The California government works in sessions that last for two years and start on odd-numbered years. State law says that if a bill is brought up in the first year of a session, a member can choose to keep talking about it in the second year.

The Assembly passed Holden’s bill on June 1. The Senate Education Committee is going to talk about it and vote on it on Wednesday. The Senate Judiciary Committee had put the bill on its agenda for July 11 meetings, but only if it passed.

On Monday night, though, the bill was crossed off of the Education Committee’s Wednesday list. The date for policy committees to pass bills is July 14, 2023. If the bill had passed the Education and Judiciary committees, it would have still needed to pass the Senate Appropriations Committee after the summer break.

Huma said, “The bill is still good.” “But this is a very large bill… I think Assemblymember Holden is just listening to those who disagree and thinking about how to change the bill.”

Holden could not be reached right away to get his opinion.

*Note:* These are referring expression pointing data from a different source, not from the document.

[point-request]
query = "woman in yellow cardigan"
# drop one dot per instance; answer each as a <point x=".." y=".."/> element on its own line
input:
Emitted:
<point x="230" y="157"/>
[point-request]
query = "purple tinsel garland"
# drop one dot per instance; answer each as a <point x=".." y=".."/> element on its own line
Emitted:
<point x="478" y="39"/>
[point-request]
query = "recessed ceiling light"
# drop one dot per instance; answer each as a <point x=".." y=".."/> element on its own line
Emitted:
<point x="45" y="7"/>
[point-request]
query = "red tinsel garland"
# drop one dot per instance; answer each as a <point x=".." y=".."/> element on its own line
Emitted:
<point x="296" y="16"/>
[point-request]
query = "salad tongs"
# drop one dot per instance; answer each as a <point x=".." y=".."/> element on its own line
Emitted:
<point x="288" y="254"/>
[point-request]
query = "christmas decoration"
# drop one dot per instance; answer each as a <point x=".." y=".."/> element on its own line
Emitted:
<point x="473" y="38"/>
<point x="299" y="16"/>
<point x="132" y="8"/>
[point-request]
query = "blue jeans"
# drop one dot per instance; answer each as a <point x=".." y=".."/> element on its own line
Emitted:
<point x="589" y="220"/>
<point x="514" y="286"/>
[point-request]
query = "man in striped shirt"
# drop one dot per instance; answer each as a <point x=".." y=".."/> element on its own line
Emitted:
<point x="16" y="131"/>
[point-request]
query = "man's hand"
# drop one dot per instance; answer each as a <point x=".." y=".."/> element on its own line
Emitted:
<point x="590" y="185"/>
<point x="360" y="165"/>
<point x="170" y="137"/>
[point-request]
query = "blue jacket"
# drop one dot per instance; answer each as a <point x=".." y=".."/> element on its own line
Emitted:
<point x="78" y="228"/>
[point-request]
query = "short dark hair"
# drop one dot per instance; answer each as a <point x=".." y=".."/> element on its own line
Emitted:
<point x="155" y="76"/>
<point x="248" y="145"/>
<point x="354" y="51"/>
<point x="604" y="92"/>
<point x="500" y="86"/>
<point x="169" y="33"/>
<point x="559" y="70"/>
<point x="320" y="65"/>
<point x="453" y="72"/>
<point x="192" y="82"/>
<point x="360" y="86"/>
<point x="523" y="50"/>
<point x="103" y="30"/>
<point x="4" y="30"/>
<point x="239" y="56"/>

Because each house of the legislature usually spends the first half of each year looking at bills that were brought up by their own members, it is possible that the Senate won’t take up this bill again until June 2024.

The NCAA and California schools have made it clear that they don’t like the bill. In April, the group spoke out in a strong and extremely early way.

The Women’s Sports Foundation and several state sports governing bodies in the U.S., such as USA Swimming and USA Track and Field, have also spoken out against the idea.

They are worried about how the bill will affect schools’ budgets and if it will cause schools to cut funding for some low-revenue sports or even try to get rid of them.

They have also said that the bill could lead to lawmakers micromanaging college sports because it sets up a complex system of rules, regulations, and enforcement. The staff report on the bill from the education committee is 41 pages long.

The bill easily passed through two Assembly committees, including the one that Holden chairs, the Appropriations Committee. But on the Assembly floor, 42 people voted for the bill, which was one more than the minimum needed for it to pass. Only 15 people voted against it, and 23 members didn’t vote.

More than half of the members who didn’t vote are women who are Democrats, the same party as Holden. Holden said during debate on the floor that he had talked with the California Legislative Women’s Caucus the day before and changed the bill in response to their concerns about how it might affect women’s sports.

On the day of the vote, the actual legislative text of the changes wasn’t released right away, and it wasn’t made public until June 19.

Huma said, “I think the fact that the (Senate Education Committee) hearing date is coming up so quickly” was one reason Holden chose to put off taking any more action on the measure.